15-16 Haziran sınıf mücadelesinde işçi sınıfının gücünü dosta düşmana göstermekle kalmayıp, işçi sınıfının harekete geçtiğinde çıkarılmış kanunları bile nasıl geri aldırabileceğinin çok çarpıcı bir örneği olarak hafızalarımızda ayrı bir yer tutuyor.

Bizler iyi biliriz ki yenilgiler öğreticidir. Onlardan dersler çıkartırız, yeniden savaşmak için…

Zaferler ise bizlere sadece güç vermekle kalmaz, aynı zamanda yol gösterir ve gelecek güzel günlere ulaşmamız için ışığımız olur yolumuzu aydınlatan.

İşte 15-16 Haziran büyük direnişi 51 yıl öncesinden, bizi böylesine büyük bir güçle aydınlatmakta, yolumuzu açmaktadır.

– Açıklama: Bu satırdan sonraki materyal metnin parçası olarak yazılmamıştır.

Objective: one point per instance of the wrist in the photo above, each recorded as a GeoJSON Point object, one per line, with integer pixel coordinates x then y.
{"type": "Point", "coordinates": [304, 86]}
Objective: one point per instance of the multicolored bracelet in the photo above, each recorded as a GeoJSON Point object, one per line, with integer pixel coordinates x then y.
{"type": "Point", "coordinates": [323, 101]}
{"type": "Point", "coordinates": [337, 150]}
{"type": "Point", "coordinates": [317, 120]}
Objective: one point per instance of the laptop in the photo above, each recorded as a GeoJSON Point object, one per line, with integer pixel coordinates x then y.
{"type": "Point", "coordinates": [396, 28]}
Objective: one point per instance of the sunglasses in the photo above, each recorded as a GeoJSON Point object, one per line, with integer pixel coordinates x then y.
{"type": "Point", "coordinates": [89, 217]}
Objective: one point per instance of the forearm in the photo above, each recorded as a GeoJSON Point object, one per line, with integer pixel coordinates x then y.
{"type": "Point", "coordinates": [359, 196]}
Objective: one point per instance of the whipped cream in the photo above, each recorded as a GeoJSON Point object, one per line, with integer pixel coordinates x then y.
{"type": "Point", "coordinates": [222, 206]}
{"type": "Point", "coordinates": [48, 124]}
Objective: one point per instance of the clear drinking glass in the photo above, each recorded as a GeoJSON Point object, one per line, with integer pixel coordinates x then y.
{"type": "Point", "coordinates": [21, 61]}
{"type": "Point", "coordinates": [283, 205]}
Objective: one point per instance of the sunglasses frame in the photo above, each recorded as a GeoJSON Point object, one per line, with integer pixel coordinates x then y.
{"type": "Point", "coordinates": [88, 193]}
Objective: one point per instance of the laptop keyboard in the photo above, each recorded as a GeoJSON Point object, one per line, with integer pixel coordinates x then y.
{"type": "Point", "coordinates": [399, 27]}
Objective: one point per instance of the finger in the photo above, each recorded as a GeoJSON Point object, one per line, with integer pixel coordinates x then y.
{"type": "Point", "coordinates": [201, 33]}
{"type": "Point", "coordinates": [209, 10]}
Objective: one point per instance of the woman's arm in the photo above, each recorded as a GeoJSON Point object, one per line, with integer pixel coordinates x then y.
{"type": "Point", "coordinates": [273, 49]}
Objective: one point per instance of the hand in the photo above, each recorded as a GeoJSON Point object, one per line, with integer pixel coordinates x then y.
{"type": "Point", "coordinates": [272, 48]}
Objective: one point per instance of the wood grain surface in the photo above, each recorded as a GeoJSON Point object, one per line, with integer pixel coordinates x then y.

Bu iki uzun gün sonunda verdikleri yiğit mücadelede yaşamlarını yitiren üç işçi arkadaşımızı saygıyla ve rahmetle anarken, bizler DİSK/Birleşik Metal-İş Sendikası olarak, tüm emekçilerin ve kalbi emekten yana atan herkesin, sömürünün arttığı, özgürlüklerin kısıtlandığı, emekçilerin haklarına fütursuzca saldırıların yaşandığı bugünlerde yeni destanlar yazacağına tüm kalbimizle inanıyoruz.